Moses and Monotheism

Questions of the origins of the Jewish religion, traditions, and practices have been discussed a lot lately. Sigmund Freud, the father of modern psychology, and an Austrian Jew who had to flee Austria during the Nazi annexation, wrote his final work (a masterpiece) on the speculative psychological history of the Jewish people. Thematically, this final book, Moses and Monotheism, varies greatly from all of Freud’s previous work; although, an earlier work, Totem and Taboo, shares certain theoretical elements.

In Moses and Monotheism, Freud speculates that the religious tradition of the Jews is an amalgamation of at least two previous traditions (maybe more), namely a monotheistic Egyptian sect and a volcano god of one of the Canaanite tribes in Midian. I personally believe there were other influences, which caused additions, edits, and retractions to the Torah as we have it today.

While I cannot agree with all of Freud’s speculations here, there is much Truth contained in it, and it is a very valuable addition to our understanding of psychology, religion, and history.

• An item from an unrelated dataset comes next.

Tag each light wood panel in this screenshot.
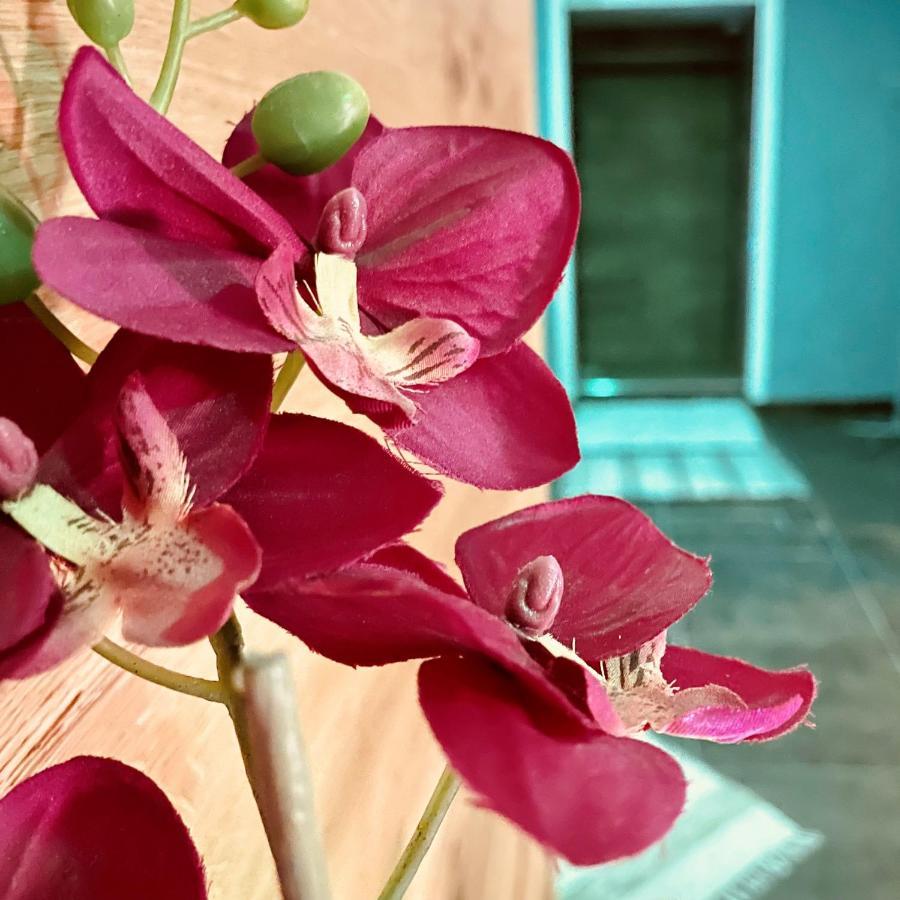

I have downloaded Freuds work onto my Kindle, and will read it after the Kolbrin, Kailedy, and Gwineva !!!
Lots to read…

Do you know what the greatest line in this book is? When Freud is talking about the break he takes in writing it for fear of persecution at which time he come the England and says how fantastic it is that he can come and live in England and be free.

If it was not for the fear of our own persecution perhaps we could feel such chivalry again, in a time of peace.